What he didn’t ask is what I wanted to do in the future when they no longer needed me to be there 24/7. I wouldn’t of course expect him to be remotely interested in this question at his young age but it got me thinking. I know what I want to do but I just don’t know if I can and how to get myself started – I want to write and I guess this blogging lark is my small beginnings. I’ve always wanted to write and while some dream of being in films, on TV, being a doctor, lawyer…whatever, I always from a very young age wanted to see something I had written in print with some glamorous pseudonym on the front cover. Perhaps this is the year when I finally start to put the wheels in motion for this particular ambition – to be honest, right now, I’d settle for writing a column for any publication at all – Deep Sea Divers Monthly or Hair Removal Weekly – not fussy!
What did you want to do when you grew up? I remember my sister, at about age 5, having very clear and very lofty career aspirations – she wanted to be a train driver and if that wasn’t possible, a burglar. I can tell you that she is definitely not the former and as far as I can be sure not the latter either. I can’t remember what I wanted to be at that age – I think my main ambition was to make it to Mary in the Nativity (never realised I’m afraid) but I do know that as I got older and started choosing subjects that would influence a career decision, I was very envious of those who knew exactly what career path they wanted to follow. I would have loved to have been able to announce airily that I was going to be a human rights lawyer or a neurosurgeon or particle physicist but I never really had a clear career path. I just knew that I hoped I would end up writing.
So for the moment I will get on with the day job (what I do for a living as far as my children are concerned) and keep hoping that one day I shall fulfil my potential (there’s that expression again that I absolutely loathe) and who knows perhaps that opportunity to write for Beer Glass Collectors Monthly will one day drop onto my desk!
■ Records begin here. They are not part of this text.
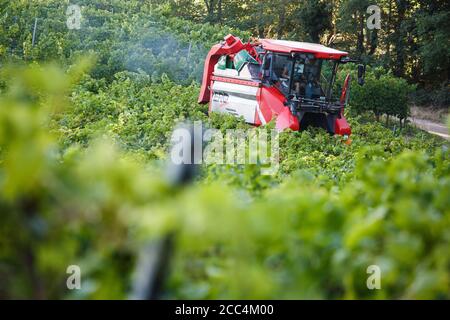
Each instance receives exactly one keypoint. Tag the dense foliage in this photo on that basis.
(81, 180)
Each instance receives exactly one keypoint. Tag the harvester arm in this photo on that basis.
(231, 45)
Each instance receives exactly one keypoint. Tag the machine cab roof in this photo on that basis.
(319, 51)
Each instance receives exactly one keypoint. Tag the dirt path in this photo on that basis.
(432, 127)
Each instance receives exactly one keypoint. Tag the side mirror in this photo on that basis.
(361, 74)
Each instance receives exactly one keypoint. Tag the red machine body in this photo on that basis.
(275, 79)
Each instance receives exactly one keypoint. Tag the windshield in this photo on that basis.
(309, 78)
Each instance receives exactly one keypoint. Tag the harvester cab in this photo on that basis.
(290, 81)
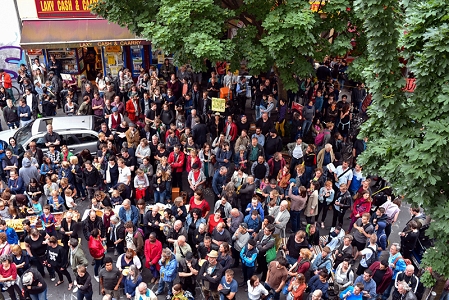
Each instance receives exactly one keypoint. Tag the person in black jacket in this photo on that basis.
(34, 284)
(91, 222)
(57, 259)
(273, 144)
(83, 283)
(117, 235)
(199, 132)
(92, 179)
(10, 115)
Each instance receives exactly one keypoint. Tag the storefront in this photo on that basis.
(86, 46)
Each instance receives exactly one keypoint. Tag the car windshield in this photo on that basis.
(23, 134)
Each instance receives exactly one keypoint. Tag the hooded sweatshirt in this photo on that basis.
(28, 171)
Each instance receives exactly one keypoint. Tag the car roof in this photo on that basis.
(63, 123)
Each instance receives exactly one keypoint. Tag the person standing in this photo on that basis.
(84, 284)
(34, 284)
(276, 276)
(57, 259)
(169, 270)
(248, 254)
(188, 271)
(6, 82)
(110, 279)
(210, 276)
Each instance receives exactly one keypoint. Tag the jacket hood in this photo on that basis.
(26, 162)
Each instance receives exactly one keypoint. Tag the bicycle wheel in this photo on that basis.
(16, 93)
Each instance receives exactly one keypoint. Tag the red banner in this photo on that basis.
(54, 9)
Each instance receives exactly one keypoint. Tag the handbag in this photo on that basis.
(270, 255)
(225, 291)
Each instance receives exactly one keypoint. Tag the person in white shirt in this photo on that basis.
(343, 174)
(124, 175)
(255, 289)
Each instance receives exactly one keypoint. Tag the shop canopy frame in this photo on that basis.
(75, 33)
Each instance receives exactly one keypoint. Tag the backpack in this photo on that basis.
(319, 139)
(140, 230)
(372, 258)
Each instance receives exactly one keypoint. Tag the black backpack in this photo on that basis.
(372, 258)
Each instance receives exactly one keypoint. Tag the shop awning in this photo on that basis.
(50, 34)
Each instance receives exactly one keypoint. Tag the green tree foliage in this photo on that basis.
(409, 132)
(283, 34)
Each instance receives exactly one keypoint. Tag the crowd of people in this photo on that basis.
(161, 152)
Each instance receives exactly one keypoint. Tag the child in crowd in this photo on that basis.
(48, 221)
(69, 199)
(116, 199)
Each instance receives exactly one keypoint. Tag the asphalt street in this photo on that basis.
(61, 292)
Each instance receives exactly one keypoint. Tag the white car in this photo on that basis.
(77, 132)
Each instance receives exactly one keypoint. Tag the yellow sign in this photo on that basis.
(316, 6)
(218, 104)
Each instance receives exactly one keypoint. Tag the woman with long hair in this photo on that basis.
(132, 281)
(8, 277)
(207, 167)
(193, 221)
(197, 201)
(296, 287)
(224, 256)
(97, 250)
(361, 205)
(255, 289)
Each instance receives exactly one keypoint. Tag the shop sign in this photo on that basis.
(34, 52)
(113, 43)
(51, 9)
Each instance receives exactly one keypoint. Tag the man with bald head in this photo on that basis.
(234, 220)
(177, 231)
(221, 234)
(281, 217)
(408, 276)
(180, 248)
(129, 212)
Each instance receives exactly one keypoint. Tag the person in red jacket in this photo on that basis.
(6, 82)
(230, 130)
(176, 161)
(153, 253)
(361, 205)
(133, 108)
(96, 249)
(382, 282)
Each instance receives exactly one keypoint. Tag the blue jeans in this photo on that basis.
(161, 287)
(80, 295)
(40, 296)
(291, 260)
(97, 266)
(274, 295)
(257, 112)
(13, 124)
(387, 292)
(159, 197)
(295, 218)
(168, 190)
(305, 127)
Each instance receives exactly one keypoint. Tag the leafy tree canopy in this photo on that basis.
(409, 132)
(284, 34)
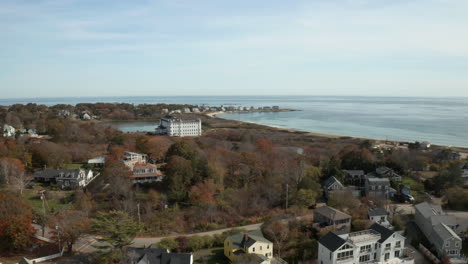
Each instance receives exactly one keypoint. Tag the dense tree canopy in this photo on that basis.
(15, 222)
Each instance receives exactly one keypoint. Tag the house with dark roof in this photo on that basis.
(385, 172)
(377, 187)
(252, 242)
(440, 229)
(378, 244)
(332, 184)
(379, 216)
(146, 173)
(328, 217)
(65, 178)
(355, 177)
(154, 255)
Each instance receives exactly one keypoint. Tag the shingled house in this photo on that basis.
(439, 228)
(252, 242)
(375, 245)
(65, 178)
(332, 184)
(154, 255)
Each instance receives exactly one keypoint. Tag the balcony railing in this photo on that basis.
(344, 259)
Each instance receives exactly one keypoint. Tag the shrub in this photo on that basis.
(168, 243)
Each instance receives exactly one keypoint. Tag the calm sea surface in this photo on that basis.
(438, 120)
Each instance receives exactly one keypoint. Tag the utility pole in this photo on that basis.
(58, 232)
(139, 218)
(43, 202)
This post really struck home with me! I quit my full-time PR job 12 years ago to stay at home with my baby, then had another one. I’ve been a freelance writer the whole time… but now, when I go back to try to get a full-time job, I’m really struggling. I’ve loved my time at home with the kids; not to say it’s not been difficult at times, but I feel good about the choice I made. I do feel that there’s a penalty for those of us who make that choice… and I’m feeling the sting right about now. ; )
Keep at it – the right job will come along. I’m with you – I am glad I made the choice I did but you’re right about the price to pay.
You should definitely chase your dream. For what it’s worth, I reckon you deserve your own column in one of the Sunday papers… Xx
Thank you so much – I shall keep chasing the dream and who knows maybe one day…! In the meantime I’ll settle for Beer Glass Collectors Monthly!!